Seit rund zehn Jahren waren Rashid und Noura verheiratet, in den
letzten Monaten aber gab es immer wieder heftige
Auseinandersetzungen zwischen den beiden, wie Angehörige berichten.
Noura beschuldigte Rashid, sie zu schlagen, Rashid beschuldigte
Noura, die vier gemeinsamen Kinder zu misshandeln. Ein Richter gab
der Mutter recht und verbot dem Mann, sich seiner Frau zu
nähern.
Noch zwei Tage vor dem Mord interviewte ein Fernsehteam den
Familienvater, als er von einer Befragung bei der Polizei kam. „Die
Vorwürfe sind falsch”, beteuerte Rashid. „Ich habe diese Frau so
satt.” Auch die Mutter des Marokkaners wusste um die
Schwierigkeiten in der Ehe ihres Sohnes. Dass er zu einer solchen
Bluttat fähig ist, hat sie schwer erschüttert: „Die Polizei rief
mich am Sonntagnachmittag an und sagte, dass er Noura getötet hat.

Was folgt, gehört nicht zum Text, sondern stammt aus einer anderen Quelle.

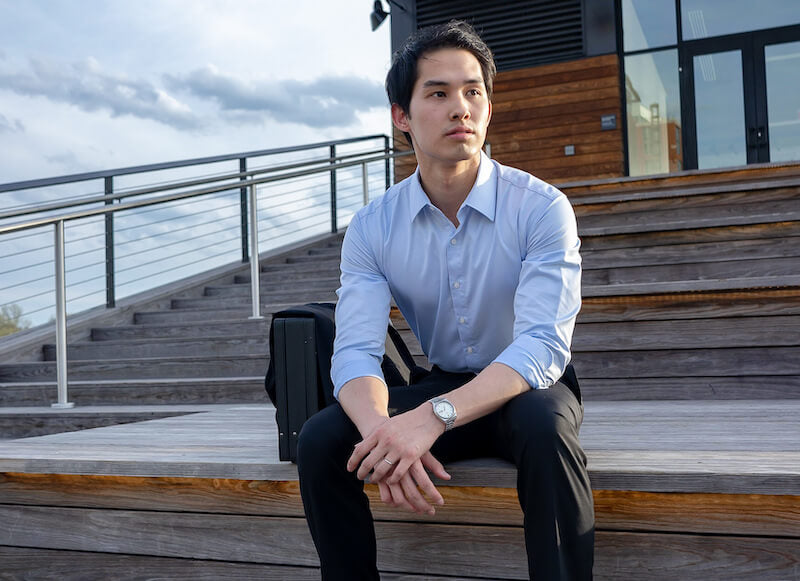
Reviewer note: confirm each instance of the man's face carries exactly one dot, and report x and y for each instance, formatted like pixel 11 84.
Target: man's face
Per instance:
pixel 449 110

Als ich am Abend erfuhr, dass sie tot ist, bin ich in Ohnmacht
gefallen. Ich kann es einfach nicht glauben.”
Unmittelbar nach der Tat war Rashid mit seinem neunjährigen Sohn
untergetaucht. Die Suchaktion der Polizei blieb erfolglos, bis sich
am Mittwochvormittag dann ein Mann meldete, der Rashid in einer
Pension in Palma gesehen haben wollte. Tatsächlich konnte die
Polizei ihn wenig später festnehmen. Er leistete keinen Widerstand,
der Sohn ist wohlauf.
Derweil hat die mallorquinische Öffentlichkeit ihr Entsetzen
über den Mord demonstriert: Dutzende Personen versammmelten sich zu
einer Schweigeminute. Die Frauenrechtlerinnen der Lobby de Dones
riefen zu einer Kundgebung auf. Auch hier kamen Dutzende von
Bürgern zusammen, um ihre Anteilnahme zu zeigen.

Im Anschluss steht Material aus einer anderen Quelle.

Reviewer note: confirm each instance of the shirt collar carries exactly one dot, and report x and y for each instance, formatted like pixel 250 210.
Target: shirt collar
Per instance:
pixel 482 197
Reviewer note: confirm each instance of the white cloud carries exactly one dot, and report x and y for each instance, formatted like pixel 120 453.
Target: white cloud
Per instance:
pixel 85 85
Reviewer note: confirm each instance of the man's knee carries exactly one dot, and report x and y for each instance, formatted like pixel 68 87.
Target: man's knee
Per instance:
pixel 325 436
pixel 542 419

Auf Mallorca sind in diesem Jahr bereits drei Frauen von ihren
Partnern umgebracht worden. Spanienweit liegt die Opferzahl bei 56.
Die Überwachungsstelle für Geschlechtergewalt teilt mit, dass
zwischen Januar und September 2006 mehr als 37.000 Fälle solcher
Gewalt registriert wurden. Das sei eine Steigerung um 35 Prozent im
Vergleich zum Vorjahr.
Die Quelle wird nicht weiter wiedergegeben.